Да, это был великий день. Эухенио Пас и Хуан делились самым сокровенным. Завшивевший юноша признался: его сильно расстраивает и беспокоит, что раньше его считали неплохим исполнителем канте хондо и просили что-нибудь спеть, а теперь никто его ни о чем не просит. Хуан подумал про себя: «Это потому, что ты уже покойник». А вслух успокоил, сказал, что лучше оставаться незаметным и не обращать на себя внимания. Так будет лучше.

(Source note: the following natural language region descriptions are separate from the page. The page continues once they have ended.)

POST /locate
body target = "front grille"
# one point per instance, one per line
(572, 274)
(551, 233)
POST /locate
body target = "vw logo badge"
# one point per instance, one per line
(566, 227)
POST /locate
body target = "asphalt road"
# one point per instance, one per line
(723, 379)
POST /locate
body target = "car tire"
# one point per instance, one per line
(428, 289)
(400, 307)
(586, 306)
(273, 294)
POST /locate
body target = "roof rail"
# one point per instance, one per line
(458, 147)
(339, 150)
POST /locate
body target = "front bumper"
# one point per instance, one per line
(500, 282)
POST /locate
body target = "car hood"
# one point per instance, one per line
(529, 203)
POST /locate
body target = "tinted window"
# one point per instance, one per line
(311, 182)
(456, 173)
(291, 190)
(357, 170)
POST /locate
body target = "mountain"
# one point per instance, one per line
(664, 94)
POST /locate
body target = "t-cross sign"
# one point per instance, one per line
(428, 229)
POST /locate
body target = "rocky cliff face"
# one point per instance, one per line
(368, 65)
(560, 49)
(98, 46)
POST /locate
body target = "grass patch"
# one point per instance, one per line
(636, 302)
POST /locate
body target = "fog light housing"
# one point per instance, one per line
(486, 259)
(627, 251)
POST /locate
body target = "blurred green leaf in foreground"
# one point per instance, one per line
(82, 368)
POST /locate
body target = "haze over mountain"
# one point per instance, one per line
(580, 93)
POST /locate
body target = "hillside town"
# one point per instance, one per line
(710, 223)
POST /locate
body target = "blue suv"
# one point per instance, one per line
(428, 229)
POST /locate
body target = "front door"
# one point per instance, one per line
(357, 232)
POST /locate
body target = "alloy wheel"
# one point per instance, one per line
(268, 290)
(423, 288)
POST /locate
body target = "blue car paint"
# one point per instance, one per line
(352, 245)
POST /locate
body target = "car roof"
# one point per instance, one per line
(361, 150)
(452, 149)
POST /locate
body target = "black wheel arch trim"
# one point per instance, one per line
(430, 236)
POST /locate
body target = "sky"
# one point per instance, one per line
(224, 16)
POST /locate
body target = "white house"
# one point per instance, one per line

На следующее утро Хуан гнал от себя любые мысли, старался не видеть, не слышать, не ощущать ни запахов, ни звуков. Занял очередь к параше. Уборная, если так можно сказать, располагалась в дальнем конце второй галереи. Омерзительно смрадное место в зловонных лужах. Невысокий прямоугольный помост, ряд отверстий, по обе стороны дыры — отпечатавшиеся в цементе следы ног, ни перегородок, ни дверей, ничего, только длинный помост, как куриный насест. Перед помостом — нескончаемая очередь. Смущение, которое испытывали здесь мужчины, заставляло их прятать свои чувства за откровенно грязными шуточками и руганью.
— Ты ведь санитар? — спросил Хуана капрал, проглядывая список. — Идем со мной.
Никакие уговоры, что стоит он в этой очереди не просто так, а по крайней надобности, действия не возымели, и он оказался по другую сторону решетки. Там недалеко от комнаты охраны находилась небольшая камера, рядом с которой безостановочно прохаживался часовой. Капрал приказал отпереть засов и впихнул в открывшуюся дверь Хуана:
— Этот к шести утра должен быть еще живой. Если помрет, тебя расстреляют. Понял?
Дверь с грохотом захлопнулась.
Все погрузилось в кромешный мрак. Ни зги не видно. Хуан, пока дверь не успела захлопнуться, разглядел на полу чье-то тело.
— Кто ты? — спросил Хуан, не решаясь дотронуться до незнакомца.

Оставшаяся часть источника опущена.